Thursday, September 26, 2024

THIS! AIN'T! SPARTA!

Indiana National Guard troops are heading out for a deployment to Kuwait in support of Operation Spartan Shield, described in press release boilerplate as "the United States' operation to strengthen defense relationships and build partner capacity through leader engagements, multinational exercises and response planning."

I dunno about you, but I've kinda come down with a case of Sparta Burnout. They had really good PR, not only in some surviving ancient histories, but in modern tongue baths from sources as diverse as Steven Pressfield and Frank Miller.

Don't get me wrong, Gates of Fire and 300 are great entertainment, but they are anything but historically accurate. The reputation of Spartan military prowess is vastly inflated by Laconaboos.

This piece by historian Bret Devereaux is worth the read...
To start with, the Spartan reputation for military excellence turns out to be, on closer inspection, mostly a mirage. Despite Sparta’s reputation for superior fighting, Spartan armies were as likely to lose battles as to win them, especially against peer opponents such as other Greek city-states. Sparta defeated Athens in the Peloponnesian War—but only by accepting Persian money to do it, reopening the door to Persian influence in the Aegean, which Greek victories at Plataea and Salamis nearly a century early had closed. Famous Spartan victories at Plataea and Mantinea were matched by consequential defeats at Pylos, Arginusae, and ultimately Leuctra. That last defeat at Leuctra, delivered by Thebes a mere 33 years after Sparta’s triumph over Athens, broke the back of Spartan power permanently, reducing Sparta to the status of a second-class power from which it never recovered.

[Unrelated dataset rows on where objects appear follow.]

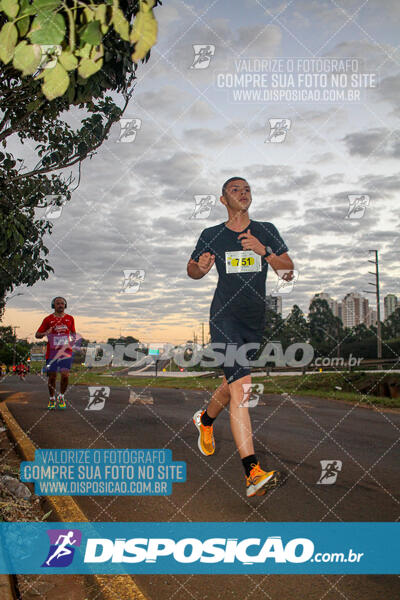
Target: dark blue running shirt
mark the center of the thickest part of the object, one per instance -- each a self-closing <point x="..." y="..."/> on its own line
<point x="240" y="296"/>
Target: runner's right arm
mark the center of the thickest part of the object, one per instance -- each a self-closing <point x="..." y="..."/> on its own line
<point x="197" y="270"/>
<point x="43" y="330"/>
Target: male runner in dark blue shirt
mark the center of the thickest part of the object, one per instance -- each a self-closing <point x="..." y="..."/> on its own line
<point x="241" y="249"/>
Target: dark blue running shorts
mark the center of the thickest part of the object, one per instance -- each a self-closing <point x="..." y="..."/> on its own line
<point x="55" y="365"/>
<point x="231" y="331"/>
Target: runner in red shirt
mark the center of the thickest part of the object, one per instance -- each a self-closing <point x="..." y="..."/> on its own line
<point x="61" y="335"/>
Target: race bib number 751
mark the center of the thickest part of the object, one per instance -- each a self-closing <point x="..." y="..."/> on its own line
<point x="242" y="261"/>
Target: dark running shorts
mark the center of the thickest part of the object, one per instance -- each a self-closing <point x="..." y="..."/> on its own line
<point x="54" y="365"/>
<point x="230" y="331"/>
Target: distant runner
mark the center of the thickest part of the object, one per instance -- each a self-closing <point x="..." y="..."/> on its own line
<point x="241" y="249"/>
<point x="61" y="335"/>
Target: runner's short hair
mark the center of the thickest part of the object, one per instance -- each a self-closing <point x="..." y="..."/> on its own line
<point x="229" y="180"/>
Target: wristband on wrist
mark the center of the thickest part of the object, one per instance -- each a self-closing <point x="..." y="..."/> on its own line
<point x="268" y="251"/>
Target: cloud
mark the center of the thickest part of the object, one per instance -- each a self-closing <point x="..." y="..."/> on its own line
<point x="377" y="142"/>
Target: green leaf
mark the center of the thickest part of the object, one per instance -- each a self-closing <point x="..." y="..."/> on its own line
<point x="121" y="25"/>
<point x="8" y="40"/>
<point x="10" y="7"/>
<point x="100" y="12"/>
<point x="85" y="51"/>
<point x="27" y="58"/>
<point x="34" y="105"/>
<point x="46" y="4"/>
<point x="88" y="67"/>
<point x="68" y="61"/>
<point x="91" y="33"/>
<point x="47" y="28"/>
<point x="56" y="82"/>
<point x="23" y="24"/>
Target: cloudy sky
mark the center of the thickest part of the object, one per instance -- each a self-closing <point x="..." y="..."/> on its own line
<point x="134" y="206"/>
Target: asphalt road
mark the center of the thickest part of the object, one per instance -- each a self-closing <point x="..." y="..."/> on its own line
<point x="290" y="434"/>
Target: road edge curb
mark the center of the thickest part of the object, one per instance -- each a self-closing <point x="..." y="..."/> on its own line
<point x="109" y="587"/>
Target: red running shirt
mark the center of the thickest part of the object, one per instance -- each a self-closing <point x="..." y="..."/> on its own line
<point x="59" y="341"/>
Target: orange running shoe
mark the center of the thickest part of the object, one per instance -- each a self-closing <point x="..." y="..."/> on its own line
<point x="259" y="481"/>
<point x="206" y="441"/>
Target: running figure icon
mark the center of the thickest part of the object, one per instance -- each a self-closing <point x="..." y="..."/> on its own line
<point x="62" y="549"/>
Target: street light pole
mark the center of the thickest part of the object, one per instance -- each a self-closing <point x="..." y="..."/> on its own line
<point x="15" y="327"/>
<point x="378" y="303"/>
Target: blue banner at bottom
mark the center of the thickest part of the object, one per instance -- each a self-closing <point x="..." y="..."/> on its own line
<point x="200" y="548"/>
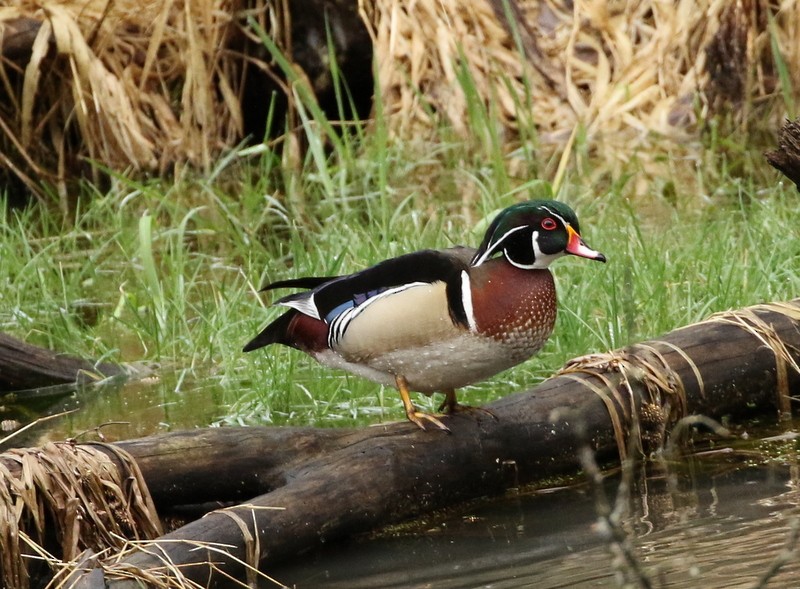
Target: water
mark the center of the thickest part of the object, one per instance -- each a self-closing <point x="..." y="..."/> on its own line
<point x="120" y="410"/>
<point x="710" y="529"/>
<point x="715" y="522"/>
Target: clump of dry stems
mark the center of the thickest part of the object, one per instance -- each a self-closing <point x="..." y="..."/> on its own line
<point x="148" y="85"/>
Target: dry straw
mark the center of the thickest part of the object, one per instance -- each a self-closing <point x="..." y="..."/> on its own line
<point x="70" y="497"/>
<point x="145" y="85"/>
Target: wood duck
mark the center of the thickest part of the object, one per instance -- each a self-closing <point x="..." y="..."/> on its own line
<point x="436" y="320"/>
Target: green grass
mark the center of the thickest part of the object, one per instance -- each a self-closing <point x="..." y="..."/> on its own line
<point x="167" y="273"/>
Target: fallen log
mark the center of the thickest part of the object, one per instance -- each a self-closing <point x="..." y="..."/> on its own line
<point x="330" y="485"/>
<point x="24" y="366"/>
<point x="786" y="158"/>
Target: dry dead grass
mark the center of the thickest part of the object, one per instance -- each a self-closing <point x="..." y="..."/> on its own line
<point x="71" y="497"/>
<point x="145" y="85"/>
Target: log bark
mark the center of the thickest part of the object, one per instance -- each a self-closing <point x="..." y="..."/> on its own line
<point x="320" y="485"/>
<point x="24" y="366"/>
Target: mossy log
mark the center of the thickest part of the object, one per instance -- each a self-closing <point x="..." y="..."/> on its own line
<point x="318" y="484"/>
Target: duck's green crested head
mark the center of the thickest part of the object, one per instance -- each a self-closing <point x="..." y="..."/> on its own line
<point x="530" y="235"/>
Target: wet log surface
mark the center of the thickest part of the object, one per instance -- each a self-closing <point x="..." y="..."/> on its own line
<point x="321" y="484"/>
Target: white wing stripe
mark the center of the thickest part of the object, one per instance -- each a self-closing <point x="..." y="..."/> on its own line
<point x="466" y="300"/>
<point x="338" y="326"/>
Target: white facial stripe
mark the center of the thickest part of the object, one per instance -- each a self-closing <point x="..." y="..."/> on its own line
<point x="466" y="300"/>
<point x="556" y="215"/>
<point x="339" y="324"/>
<point x="495" y="244"/>
<point x="540" y="261"/>
<point x="306" y="306"/>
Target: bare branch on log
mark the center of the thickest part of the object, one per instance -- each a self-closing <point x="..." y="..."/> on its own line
<point x="352" y="481"/>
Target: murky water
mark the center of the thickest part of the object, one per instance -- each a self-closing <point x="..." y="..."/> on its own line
<point x="716" y="522"/>
<point x="123" y="410"/>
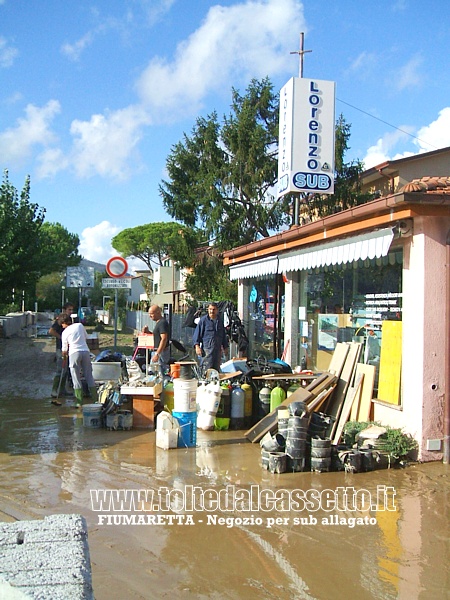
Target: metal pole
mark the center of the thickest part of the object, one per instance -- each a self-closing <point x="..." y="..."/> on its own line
<point x="116" y="312"/>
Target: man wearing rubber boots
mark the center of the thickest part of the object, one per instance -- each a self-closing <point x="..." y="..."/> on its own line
<point x="60" y="378"/>
<point x="210" y="339"/>
<point x="74" y="346"/>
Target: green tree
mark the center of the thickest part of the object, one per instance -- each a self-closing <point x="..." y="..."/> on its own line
<point x="29" y="247"/>
<point x="58" y="248"/>
<point x="153" y="242"/>
<point x="20" y="241"/>
<point x="221" y="177"/>
<point x="210" y="280"/>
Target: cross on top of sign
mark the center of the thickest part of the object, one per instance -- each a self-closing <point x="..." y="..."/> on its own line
<point x="116" y="266"/>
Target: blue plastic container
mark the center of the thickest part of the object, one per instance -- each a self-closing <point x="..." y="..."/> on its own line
<point x="188" y="429"/>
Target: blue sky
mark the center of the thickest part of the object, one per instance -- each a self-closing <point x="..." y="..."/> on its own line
<point x="94" y="94"/>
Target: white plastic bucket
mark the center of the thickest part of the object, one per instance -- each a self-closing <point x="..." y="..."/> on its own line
<point x="184" y="395"/>
<point x="92" y="415"/>
<point x="208" y="399"/>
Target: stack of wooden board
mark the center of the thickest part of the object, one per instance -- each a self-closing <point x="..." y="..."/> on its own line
<point x="344" y="391"/>
<point x="352" y="398"/>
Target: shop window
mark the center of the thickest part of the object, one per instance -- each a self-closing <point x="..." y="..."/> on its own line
<point x="350" y="303"/>
<point x="263" y="314"/>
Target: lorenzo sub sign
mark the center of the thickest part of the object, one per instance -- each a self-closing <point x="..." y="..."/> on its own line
<point x="116" y="266"/>
<point x="306" y="137"/>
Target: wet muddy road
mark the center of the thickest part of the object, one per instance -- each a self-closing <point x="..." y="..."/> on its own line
<point x="218" y="526"/>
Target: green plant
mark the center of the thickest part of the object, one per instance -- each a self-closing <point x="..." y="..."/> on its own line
<point x="397" y="443"/>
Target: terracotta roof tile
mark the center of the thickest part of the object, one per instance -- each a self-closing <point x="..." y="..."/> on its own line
<point x="428" y="184"/>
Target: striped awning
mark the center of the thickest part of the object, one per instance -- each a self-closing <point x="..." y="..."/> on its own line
<point x="368" y="245"/>
<point x="374" y="244"/>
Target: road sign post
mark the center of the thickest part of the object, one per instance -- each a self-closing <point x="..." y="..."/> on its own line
<point x="116" y="268"/>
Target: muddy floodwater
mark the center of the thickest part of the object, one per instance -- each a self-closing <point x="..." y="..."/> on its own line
<point x="208" y="522"/>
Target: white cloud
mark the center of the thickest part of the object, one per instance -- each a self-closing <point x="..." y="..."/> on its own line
<point x="152" y="11"/>
<point x="95" y="245"/>
<point x="105" y="144"/>
<point x="7" y="53"/>
<point x="95" y="242"/>
<point x="74" y="51"/>
<point x="430" y="137"/>
<point x="233" y="43"/>
<point x="436" y="134"/>
<point x="363" y="63"/>
<point x="251" y="39"/>
<point x="16" y="143"/>
<point x="409" y="75"/>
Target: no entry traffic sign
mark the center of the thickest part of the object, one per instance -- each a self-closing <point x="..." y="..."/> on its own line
<point x="116" y="266"/>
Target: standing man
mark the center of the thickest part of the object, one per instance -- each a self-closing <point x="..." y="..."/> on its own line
<point x="74" y="345"/>
<point x="210" y="338"/>
<point x="60" y="378"/>
<point x="161" y="338"/>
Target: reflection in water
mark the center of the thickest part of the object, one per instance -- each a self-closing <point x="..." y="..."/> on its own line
<point x="49" y="463"/>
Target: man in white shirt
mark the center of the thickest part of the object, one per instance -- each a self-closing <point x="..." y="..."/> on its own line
<point x="74" y="346"/>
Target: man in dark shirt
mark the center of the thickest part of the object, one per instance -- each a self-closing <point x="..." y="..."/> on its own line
<point x="161" y="338"/>
<point x="210" y="339"/>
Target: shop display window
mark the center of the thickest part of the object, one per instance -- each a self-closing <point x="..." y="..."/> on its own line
<point x="350" y="303"/>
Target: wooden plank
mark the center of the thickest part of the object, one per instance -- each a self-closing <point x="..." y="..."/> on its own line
<point x="366" y="392"/>
<point x="338" y="358"/>
<point x="317" y="402"/>
<point x="350" y="397"/>
<point x="334" y="405"/>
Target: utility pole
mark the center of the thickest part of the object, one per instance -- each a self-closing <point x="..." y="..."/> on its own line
<point x="301" y="53"/>
<point x="297" y="195"/>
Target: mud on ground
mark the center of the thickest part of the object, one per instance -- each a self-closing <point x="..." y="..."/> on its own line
<point x="50" y="463"/>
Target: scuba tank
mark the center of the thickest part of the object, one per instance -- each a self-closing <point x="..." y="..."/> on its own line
<point x="222" y="420"/>
<point x="277" y="395"/>
<point x="237" y="407"/>
<point x="248" y="403"/>
<point x="264" y="400"/>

Sparta was one of the largest Greek city-states in the classical period, yet it struggled to achieve meaningful political objectives; the result of Spartan arms abroad was mostly failure. Sparta was particularly poor at logistics; while Athens could maintain armies across the Eastern Mediterranean, Sparta repeatedly struggled to keep an army in the field even within Greece. Indeed, Sparta spent the entirety of the initial phase of the Peloponnesian War, the Archidamian War (431-421 B.C.), failing to solve the basic logistical problem of operating long term in Attica, less than 150 miles overland from Sparta and just a few days on foot from the nearest friendly major port and market, Corinth.